I am not able to understand this completely. When I look at it as a negation of the definition of uniform continuity, it seems to be okay to my understanding but when I consider $f$ to be only continuous, I don't understand how to comprehend it.
So if $f$ is continuous on $A$ then for every $\epsilon$ nbd of $f(x)$, there exists a $\delta$ nbd of $x$ such that whenever $|x - y| < \delta$, $|f(x) - f(y)| < \epsilon$. Since $f$ is only continuous, the criterion above is valid here which says that there does exist an $\epsilon_0$ for which no $\delta$ will work.
Doesn't this contradict the definition of continuity which say that for every possible $\epsilon$, we can find a $\delta$?
Also as an exercise, I have to prove that if $f$ is uniformly continuous and $A$ is bounded then $f(A)$ is bounded.
I think I will have to use the criterion mentioned above to prove this. By considering a convergent subsequence in $A$, since $A$ is bounded and then by assuming that $f(A)$ is unbounded I may arrive at a contradiction that $f$ is not uniformly continuous.
I am hesitant to use the criterion in the proof because clearly, I don't understand it completely or maybe, not at all.
Please help me understand the criterion.
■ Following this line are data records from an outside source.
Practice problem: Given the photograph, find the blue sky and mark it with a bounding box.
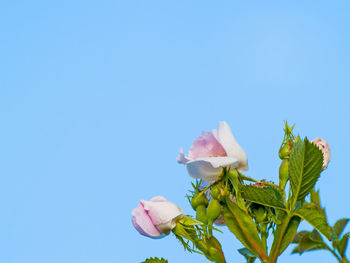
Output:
[0,0,350,263]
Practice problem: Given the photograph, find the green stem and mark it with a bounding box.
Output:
[268,214,293,263]
[327,249,346,262]
[261,223,267,254]
[238,172,278,188]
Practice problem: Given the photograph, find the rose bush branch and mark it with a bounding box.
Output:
[133,122,347,263]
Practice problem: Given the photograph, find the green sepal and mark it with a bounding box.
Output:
[289,138,323,206]
[142,258,168,263]
[223,198,267,260]
[238,185,286,209]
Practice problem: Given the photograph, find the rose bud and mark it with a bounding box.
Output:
[311,138,331,170]
[131,196,183,238]
[177,121,248,181]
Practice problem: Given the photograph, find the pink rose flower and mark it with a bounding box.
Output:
[177,121,248,181]
[311,138,331,170]
[131,196,182,238]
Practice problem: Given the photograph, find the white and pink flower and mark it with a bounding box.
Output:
[177,121,248,181]
[131,196,183,238]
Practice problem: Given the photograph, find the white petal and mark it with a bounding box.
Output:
[213,121,248,171]
[186,157,238,181]
[176,148,191,164]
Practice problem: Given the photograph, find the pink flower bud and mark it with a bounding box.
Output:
[311,138,331,170]
[131,196,182,238]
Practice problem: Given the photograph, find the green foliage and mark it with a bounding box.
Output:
[224,198,267,259]
[238,247,256,263]
[279,216,301,254]
[239,185,286,209]
[333,218,349,239]
[294,203,332,240]
[289,138,323,206]
[292,230,328,254]
[142,258,168,263]
[333,235,349,257]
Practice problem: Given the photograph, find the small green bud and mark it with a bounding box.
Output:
[209,247,218,258]
[191,193,208,210]
[210,184,221,200]
[253,206,267,223]
[227,169,238,182]
[278,140,293,159]
[196,205,208,224]
[195,240,208,254]
[207,199,221,224]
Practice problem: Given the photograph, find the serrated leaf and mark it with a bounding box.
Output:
[299,233,328,254]
[224,198,267,260]
[239,185,286,209]
[294,203,332,240]
[333,218,349,239]
[310,189,321,206]
[142,258,168,263]
[279,216,300,254]
[292,231,310,243]
[238,247,256,263]
[289,138,323,204]
[309,229,323,242]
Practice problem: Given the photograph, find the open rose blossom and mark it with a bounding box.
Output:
[312,138,331,170]
[177,121,248,181]
[131,196,182,238]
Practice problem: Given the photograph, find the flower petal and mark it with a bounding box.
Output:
[186,157,238,181]
[141,200,182,226]
[188,132,227,160]
[176,148,191,164]
[212,121,248,171]
[131,205,162,238]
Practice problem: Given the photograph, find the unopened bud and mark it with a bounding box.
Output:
[191,193,208,210]
[278,140,293,159]
[207,199,221,224]
[279,159,289,194]
[196,205,208,224]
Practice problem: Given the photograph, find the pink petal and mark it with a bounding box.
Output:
[142,200,182,226]
[186,157,238,181]
[213,121,248,171]
[131,204,161,238]
[188,132,227,160]
[176,148,191,164]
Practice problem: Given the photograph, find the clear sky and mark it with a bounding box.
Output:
[0,0,350,263]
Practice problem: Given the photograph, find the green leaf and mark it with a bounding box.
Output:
[279,216,301,254]
[294,203,332,240]
[238,247,256,263]
[310,189,321,206]
[289,138,323,206]
[239,185,286,209]
[224,198,267,260]
[334,235,349,257]
[292,230,328,254]
[142,258,168,263]
[333,218,349,239]
[292,231,310,244]
[178,216,204,226]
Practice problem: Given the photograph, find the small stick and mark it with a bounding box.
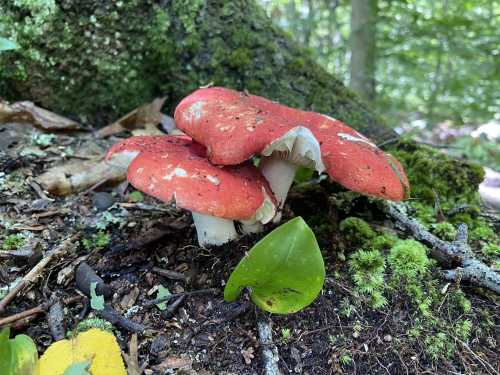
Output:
[0,295,82,327]
[142,288,219,307]
[257,312,280,375]
[383,203,500,294]
[0,234,79,313]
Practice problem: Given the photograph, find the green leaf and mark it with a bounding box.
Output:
[156,285,171,311]
[0,328,38,375]
[90,281,104,310]
[63,360,92,375]
[224,217,325,314]
[0,327,12,374]
[0,36,19,52]
[10,335,38,375]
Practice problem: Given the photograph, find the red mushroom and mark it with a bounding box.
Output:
[107,136,276,246]
[174,87,409,217]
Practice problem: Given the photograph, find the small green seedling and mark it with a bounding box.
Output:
[281,328,292,342]
[0,327,38,375]
[156,285,171,311]
[224,217,325,314]
[0,36,19,52]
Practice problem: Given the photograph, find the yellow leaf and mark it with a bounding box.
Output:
[38,328,127,375]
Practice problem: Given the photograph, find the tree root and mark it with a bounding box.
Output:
[383,203,500,294]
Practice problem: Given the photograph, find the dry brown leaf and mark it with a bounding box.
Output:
[96,98,166,138]
[0,101,80,130]
[36,160,127,195]
[152,356,193,371]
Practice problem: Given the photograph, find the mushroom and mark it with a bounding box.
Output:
[174,87,409,217]
[107,136,276,246]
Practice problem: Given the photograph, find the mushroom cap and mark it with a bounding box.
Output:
[105,135,193,160]
[174,87,409,200]
[123,136,276,223]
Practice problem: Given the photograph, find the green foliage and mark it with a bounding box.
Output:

Thanks in advance :)
The idea behind uniform convergence is that there is a single $\varepsilon$ which serves to control the rate of convergence. In other words, if you have a sequence $\{x_n\}_{n\in {\mathbb N}}$ and a function $f$ such that $f(x_n)$ is uniformly convergent then there is some $\delta(\varepsilon)$ which depends on $\varepsilon$ so that $|f(x_n)-f(x_m)|<\varepsilon$ whenever $|x_n-x_m|<\delta$. In particular, once you choose your $\varepsilon$ that specifies the values you can choose for $\delta$ and whenever you take points of the sequence that are that close together, the corresponding values of $f$ are no further apart than $\varepsilon$.
Now, take two (infinite) subsequences of $\{x_n\}_{n\in {\mathbb N}}$, say $\{y_{n_k}\}_{k\in {\mathbb N}}$ and $\{z_{n_k}\}_{k\in {\mathbb N}}$. Since they are subsequences of a convergent sequence they must converge to the same point, i.e.
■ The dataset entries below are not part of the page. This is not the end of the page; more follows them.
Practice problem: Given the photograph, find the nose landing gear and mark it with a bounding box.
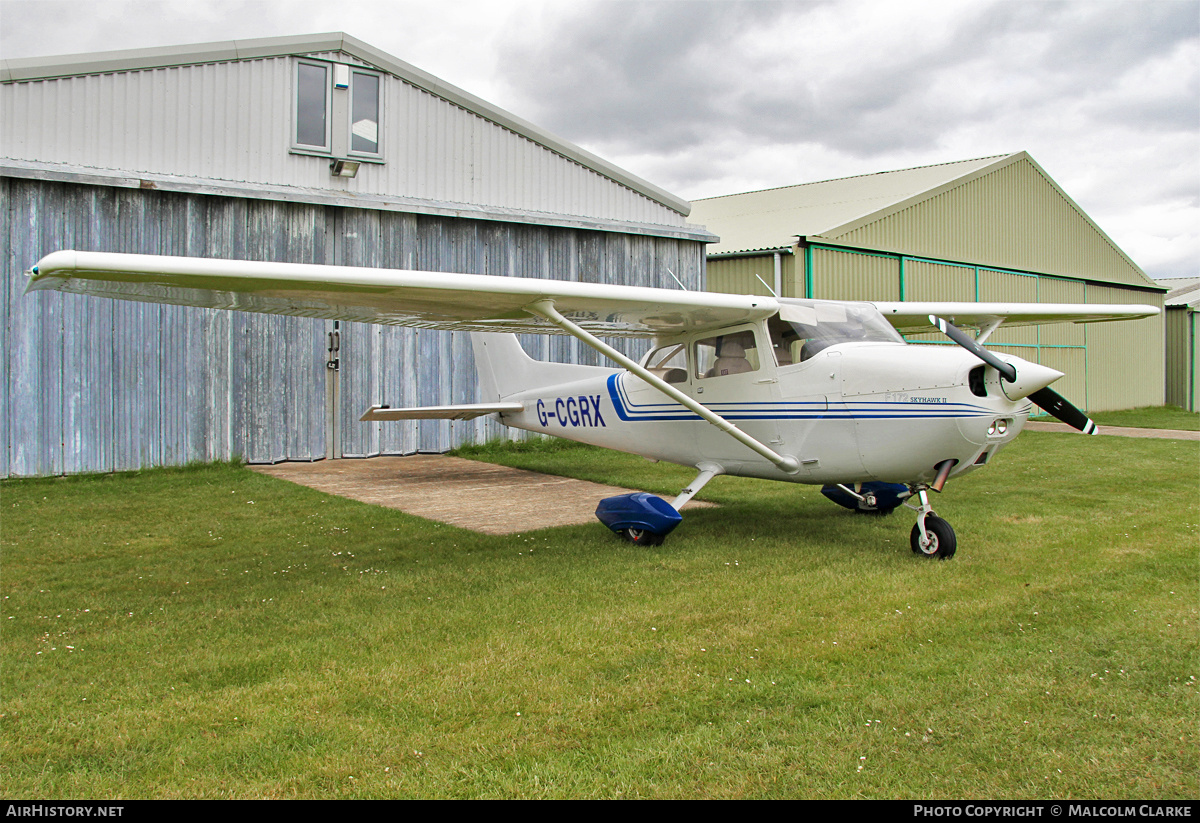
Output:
[905,486,959,560]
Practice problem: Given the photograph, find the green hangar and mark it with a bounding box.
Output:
[689,151,1165,412]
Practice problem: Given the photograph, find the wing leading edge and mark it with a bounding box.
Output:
[871,300,1159,332]
[26,251,779,337]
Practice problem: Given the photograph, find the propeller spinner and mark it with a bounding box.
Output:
[929,314,1100,434]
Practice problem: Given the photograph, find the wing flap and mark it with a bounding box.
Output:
[26,251,778,337]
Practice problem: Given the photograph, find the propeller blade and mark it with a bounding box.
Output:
[1030,389,1100,434]
[929,314,1012,383]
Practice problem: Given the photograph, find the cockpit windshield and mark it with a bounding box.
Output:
[767,300,905,366]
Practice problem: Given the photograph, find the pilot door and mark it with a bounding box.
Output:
[688,326,782,474]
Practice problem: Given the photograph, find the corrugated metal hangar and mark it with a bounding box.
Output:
[1160,278,1200,412]
[690,152,1165,412]
[0,34,715,476]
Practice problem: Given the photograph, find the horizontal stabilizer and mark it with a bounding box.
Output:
[359,403,524,420]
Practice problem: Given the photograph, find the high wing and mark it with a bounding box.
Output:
[26,251,779,337]
[871,301,1158,334]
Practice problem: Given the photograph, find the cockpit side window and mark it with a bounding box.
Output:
[767,301,904,366]
[642,343,688,383]
[695,329,758,378]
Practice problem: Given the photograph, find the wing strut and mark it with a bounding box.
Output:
[526,300,800,474]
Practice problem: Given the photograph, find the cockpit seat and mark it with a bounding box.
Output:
[704,340,754,377]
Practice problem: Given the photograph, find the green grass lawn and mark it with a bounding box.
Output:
[1033,406,1200,432]
[0,433,1200,799]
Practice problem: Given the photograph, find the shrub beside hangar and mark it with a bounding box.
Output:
[691,152,1165,412]
[0,34,714,476]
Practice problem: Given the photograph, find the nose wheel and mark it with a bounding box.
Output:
[908,488,959,560]
[908,512,959,560]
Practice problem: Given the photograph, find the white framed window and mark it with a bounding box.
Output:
[290,59,384,163]
[292,60,334,152]
[349,70,383,157]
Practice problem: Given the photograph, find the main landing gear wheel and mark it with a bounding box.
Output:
[908,515,959,560]
[617,529,666,546]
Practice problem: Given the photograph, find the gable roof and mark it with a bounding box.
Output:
[691,155,1004,254]
[0,31,691,217]
[691,151,1160,288]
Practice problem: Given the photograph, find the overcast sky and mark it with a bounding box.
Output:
[0,0,1200,277]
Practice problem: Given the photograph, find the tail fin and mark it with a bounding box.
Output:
[470,332,613,403]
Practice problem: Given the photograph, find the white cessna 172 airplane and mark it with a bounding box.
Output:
[29,251,1158,558]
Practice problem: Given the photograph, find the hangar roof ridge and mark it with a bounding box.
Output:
[0,31,691,217]
[691,152,1025,254]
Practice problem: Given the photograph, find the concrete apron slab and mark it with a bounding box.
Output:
[250,455,714,535]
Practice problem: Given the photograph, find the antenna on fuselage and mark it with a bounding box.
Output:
[754,271,779,298]
[665,266,688,292]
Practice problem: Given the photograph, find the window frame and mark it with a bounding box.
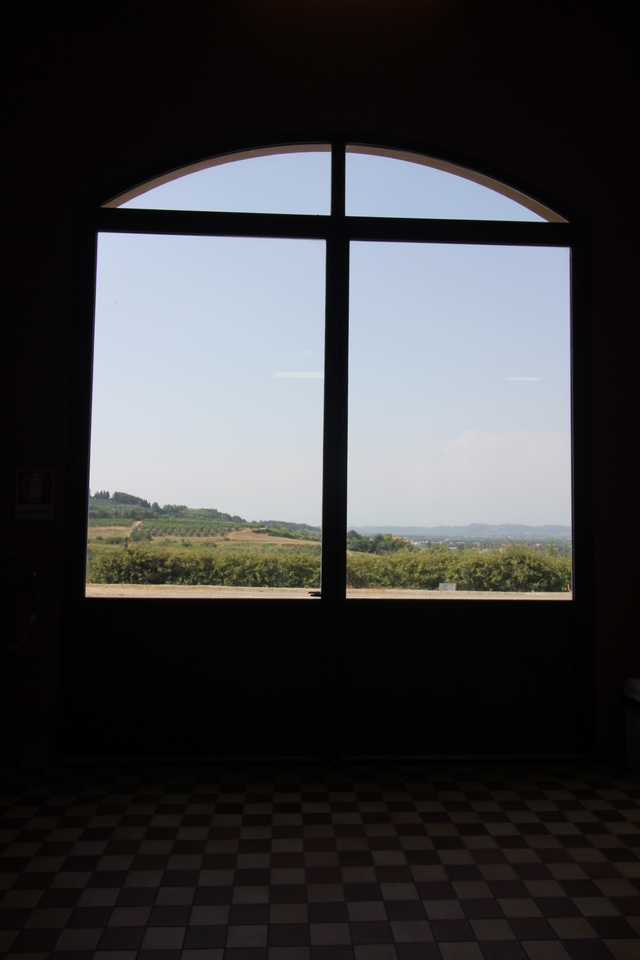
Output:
[66,137,593,607]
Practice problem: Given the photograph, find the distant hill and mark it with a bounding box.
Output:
[349,523,571,540]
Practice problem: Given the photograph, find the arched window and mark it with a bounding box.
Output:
[79,142,584,602]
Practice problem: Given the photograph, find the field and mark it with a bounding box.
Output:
[87,520,571,599]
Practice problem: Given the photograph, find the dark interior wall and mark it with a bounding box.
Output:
[0,0,640,758]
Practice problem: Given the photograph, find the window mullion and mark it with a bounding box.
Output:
[322,144,349,602]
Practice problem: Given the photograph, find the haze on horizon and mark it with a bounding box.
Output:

$$y_{n_k} \rightarrow x \quad \mbox{ and } \quad z_{n_k} \rightarrow x $$ which means that $|y_{n_k} - z_{n_k}| \rightarrow 0$. Since $f$ is uniformly continuous, this means that there exists some $\delta(\varepsilon)$ which depends on $\varepsilon$ so that $|f(y_{n_k})-f(z_{n_k})|<\varepsilon$ whenever $|y_{n_k}-z_{n_k}|<\delta$.
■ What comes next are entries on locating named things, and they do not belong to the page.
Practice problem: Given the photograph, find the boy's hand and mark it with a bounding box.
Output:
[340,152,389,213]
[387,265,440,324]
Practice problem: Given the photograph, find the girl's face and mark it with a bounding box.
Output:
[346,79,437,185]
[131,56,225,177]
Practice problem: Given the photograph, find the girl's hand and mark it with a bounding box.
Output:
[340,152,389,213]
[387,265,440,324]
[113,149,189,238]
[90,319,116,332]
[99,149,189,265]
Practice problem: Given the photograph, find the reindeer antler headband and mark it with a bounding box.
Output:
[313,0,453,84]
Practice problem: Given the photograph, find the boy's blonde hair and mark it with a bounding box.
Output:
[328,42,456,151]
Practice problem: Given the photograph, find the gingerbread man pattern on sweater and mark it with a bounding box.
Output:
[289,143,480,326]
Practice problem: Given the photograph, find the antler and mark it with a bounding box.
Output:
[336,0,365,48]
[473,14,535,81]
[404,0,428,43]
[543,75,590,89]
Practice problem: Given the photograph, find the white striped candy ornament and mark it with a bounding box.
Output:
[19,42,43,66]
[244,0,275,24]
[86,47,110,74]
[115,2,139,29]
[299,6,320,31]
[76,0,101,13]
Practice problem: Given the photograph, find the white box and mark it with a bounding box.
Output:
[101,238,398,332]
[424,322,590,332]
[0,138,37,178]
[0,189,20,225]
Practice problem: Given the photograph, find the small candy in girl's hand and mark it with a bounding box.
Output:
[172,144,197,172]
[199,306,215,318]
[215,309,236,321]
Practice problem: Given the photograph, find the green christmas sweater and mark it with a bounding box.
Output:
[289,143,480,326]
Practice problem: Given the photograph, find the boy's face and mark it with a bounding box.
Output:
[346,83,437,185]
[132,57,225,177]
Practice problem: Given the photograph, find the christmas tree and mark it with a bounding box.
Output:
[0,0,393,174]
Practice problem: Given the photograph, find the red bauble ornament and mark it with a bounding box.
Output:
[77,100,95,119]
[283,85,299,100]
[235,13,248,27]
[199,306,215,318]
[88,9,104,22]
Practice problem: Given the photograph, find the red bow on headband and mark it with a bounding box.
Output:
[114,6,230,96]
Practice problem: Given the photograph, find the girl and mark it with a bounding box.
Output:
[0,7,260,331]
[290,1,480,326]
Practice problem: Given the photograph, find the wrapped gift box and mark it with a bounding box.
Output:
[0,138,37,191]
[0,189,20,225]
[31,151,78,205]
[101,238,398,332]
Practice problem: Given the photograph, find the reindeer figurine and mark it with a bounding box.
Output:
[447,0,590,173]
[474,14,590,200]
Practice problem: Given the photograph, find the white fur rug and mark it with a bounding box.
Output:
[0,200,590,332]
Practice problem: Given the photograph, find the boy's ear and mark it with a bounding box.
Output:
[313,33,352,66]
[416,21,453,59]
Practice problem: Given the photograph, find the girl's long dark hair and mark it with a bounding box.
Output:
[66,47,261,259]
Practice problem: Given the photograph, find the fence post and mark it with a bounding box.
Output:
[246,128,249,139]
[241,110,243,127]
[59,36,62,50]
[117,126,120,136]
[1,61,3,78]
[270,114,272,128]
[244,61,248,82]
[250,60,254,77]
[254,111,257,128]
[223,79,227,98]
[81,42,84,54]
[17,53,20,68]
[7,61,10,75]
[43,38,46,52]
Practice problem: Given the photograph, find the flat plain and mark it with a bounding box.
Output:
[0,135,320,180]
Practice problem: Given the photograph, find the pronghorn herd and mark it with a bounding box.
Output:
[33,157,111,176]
So, if $f$ is not uniformly convergent, there must be some $\varepsilon_0$ such that $|f(y_{n_k})-f(z_{n_k})|>\varepsilon_0$ even though $|y_{n_k}-z_{n_k}|<\delta$, i.e. $|f(y_{n_k})-f(z_{n_k})|>\varepsilon_0$ as $|y_{n_k}-z_{n_k}| \rightarrow 0$.
We can generalise this to your definition by noting that if there are any two sequences with this property then $f$ cannot be uniformly continuous (because we can combine those two sequences into one, of which they are subsequences, and then the reasoning above holds).
I think the comment above should cover the second part for you quite adequately.